CLPhidias PropFirm
Crude Oil (CL) on Phidias PropFirm
Trading Crude Oil (CL) futures at Phidias PropFirm offers traders access to one of the world's most liquid energy markets with favorable terms and flexible risk management. With account sizes ranging from $25,000 to $150,000 and up to 5 CL contracts allowed, Phidias PropFirm provides solid capital allocation for oil trading strategies.
Max Contracts (CL on Phidias PropFirm)
5
contracts maximum (funded account)
This is the maximum number of CL contracts you can hold simultaneously on a funded Phidias PropFirm account. Exceeding this limit is a rule violation that can result in account termination.
Position sizing for CL futures at Phidias PropFirm requires careful consideration of the instrument's volatility and the firm's trailing end-of-day drawdown system. With each tick worth $10 and crude oil typically moving 50-200 ticks per day, proper risk management is essential. The trailing EOD drawdown calculation works in your favor for volatile instruments like CL, as intraday swings don't affect your drawdown floor until the trading session closes. When trading CL at Phidias PropFirm, consider that crude oil futures can experience significant intraday volatility, especially around inventory reports, OPEC announcements, and geopolitical events. The firm's allowance for news trading means you can capitalize on these high-impact events, but position sizing becomes critical. A typical CL move of 100 ticks represents $1,000 per contract, which can quickly impact smaller account sizes.
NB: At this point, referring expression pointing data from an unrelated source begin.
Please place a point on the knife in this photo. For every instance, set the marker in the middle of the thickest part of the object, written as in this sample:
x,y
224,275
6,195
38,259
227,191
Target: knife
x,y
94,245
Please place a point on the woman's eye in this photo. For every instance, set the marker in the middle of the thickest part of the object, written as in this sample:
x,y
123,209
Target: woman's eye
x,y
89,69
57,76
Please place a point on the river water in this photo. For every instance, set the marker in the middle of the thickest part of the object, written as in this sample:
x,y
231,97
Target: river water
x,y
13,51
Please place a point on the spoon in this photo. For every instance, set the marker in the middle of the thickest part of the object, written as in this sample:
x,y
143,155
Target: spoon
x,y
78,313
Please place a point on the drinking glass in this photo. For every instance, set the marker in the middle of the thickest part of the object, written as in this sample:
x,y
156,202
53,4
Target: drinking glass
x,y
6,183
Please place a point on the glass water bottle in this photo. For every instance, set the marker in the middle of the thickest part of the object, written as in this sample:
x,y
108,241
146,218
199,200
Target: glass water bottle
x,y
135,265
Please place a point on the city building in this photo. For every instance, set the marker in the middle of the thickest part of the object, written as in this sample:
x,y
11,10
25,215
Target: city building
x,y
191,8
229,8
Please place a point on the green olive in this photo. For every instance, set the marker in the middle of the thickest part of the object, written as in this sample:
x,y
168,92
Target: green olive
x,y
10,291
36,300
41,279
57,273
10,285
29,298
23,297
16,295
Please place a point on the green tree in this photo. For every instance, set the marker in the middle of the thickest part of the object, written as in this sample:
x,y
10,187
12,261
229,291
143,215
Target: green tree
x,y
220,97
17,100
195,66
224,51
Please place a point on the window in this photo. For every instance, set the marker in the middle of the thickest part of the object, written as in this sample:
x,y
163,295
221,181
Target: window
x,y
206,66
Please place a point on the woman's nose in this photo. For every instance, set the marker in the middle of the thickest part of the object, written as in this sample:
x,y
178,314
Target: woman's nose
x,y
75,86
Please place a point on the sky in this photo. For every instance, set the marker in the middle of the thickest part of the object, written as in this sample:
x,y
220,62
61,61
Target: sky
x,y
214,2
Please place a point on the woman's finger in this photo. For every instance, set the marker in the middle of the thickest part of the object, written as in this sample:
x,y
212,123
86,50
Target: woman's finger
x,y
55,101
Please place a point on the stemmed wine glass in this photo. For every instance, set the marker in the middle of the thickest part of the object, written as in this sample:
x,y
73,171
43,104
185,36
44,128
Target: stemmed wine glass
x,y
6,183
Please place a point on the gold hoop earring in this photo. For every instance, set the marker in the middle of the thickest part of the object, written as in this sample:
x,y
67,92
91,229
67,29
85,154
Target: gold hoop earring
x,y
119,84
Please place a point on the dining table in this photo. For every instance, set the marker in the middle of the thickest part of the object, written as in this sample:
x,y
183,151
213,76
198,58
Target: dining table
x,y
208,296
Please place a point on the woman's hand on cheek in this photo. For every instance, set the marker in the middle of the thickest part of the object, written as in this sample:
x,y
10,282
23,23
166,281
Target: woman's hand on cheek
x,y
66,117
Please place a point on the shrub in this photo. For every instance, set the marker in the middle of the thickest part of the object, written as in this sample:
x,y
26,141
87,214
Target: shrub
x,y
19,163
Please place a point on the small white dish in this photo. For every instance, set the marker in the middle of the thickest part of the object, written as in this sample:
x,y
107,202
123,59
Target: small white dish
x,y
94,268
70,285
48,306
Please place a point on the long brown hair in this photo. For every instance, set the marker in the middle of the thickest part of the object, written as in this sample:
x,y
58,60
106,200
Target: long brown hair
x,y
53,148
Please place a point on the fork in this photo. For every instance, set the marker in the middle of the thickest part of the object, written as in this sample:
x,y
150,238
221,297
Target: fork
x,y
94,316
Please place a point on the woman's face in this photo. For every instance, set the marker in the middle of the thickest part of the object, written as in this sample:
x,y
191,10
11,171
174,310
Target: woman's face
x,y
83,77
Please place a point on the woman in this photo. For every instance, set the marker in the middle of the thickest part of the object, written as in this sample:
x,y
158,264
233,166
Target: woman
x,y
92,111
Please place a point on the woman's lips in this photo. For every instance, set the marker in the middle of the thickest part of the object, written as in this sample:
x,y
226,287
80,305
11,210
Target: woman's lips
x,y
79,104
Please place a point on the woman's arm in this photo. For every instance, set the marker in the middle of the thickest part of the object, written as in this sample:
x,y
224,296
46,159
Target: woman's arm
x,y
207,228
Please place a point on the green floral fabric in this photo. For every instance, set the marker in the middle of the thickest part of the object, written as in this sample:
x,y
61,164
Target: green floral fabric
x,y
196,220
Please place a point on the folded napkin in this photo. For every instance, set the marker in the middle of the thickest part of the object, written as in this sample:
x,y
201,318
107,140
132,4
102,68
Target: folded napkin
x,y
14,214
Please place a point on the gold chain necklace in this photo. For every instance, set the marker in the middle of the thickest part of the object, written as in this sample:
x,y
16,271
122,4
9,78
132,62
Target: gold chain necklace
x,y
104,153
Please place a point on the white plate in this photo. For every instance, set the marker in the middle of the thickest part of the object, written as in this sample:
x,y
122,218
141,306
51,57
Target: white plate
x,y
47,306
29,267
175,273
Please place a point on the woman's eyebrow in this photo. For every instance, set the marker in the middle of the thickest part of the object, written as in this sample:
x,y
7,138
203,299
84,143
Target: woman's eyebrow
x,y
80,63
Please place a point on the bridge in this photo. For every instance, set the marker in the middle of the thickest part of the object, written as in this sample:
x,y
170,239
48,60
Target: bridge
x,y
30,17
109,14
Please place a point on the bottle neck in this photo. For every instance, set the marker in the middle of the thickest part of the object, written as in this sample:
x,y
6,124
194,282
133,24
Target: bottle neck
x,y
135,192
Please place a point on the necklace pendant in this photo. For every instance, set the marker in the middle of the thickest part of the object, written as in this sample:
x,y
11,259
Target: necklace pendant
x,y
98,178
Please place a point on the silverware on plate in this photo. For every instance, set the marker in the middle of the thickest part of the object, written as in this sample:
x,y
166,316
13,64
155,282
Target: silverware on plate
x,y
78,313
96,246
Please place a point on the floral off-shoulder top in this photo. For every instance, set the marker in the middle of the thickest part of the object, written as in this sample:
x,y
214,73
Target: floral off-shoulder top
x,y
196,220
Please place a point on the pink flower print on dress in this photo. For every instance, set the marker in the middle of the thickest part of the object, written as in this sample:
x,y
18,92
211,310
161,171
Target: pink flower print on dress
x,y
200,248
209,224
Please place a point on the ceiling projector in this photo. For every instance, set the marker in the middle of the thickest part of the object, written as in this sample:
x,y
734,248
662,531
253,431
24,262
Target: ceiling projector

The absence of daily loss limits at Phidias PropFirm provides flexibility but requires disciplined risk management. Many successful CL traders at the firm use position sizing that risks no more than 1-2% per trade, adjusting contract size based on stop-loss distance. With the maximum of 5 CL contracts allowed, larger account holders can scale into positions or trade multiple setups simultaneously. Practical tips for CL trading at Phidias PropFirm include monitoring the weekly inventory data releases, understanding seasonal patterns in crude oil demand, and being aware of the correlation between CL and broader market sentiment. The firm's overnight position allowance is particularly valuable for CL traders, as energy markets often gap on overseas developments. However, weekend holding is prohibited, so positions must be closed before Friday's settlement.
Position Sizing Example
On a $50,000 Phidias PropFirm account with trailing EOD drawdown tracking, trading 1 CL contract with a 20-tick stop loss risks $200 (20 ticks × $10). This represents 0.4% account risk, allowing for conservative position sizing even on the mid-tier account.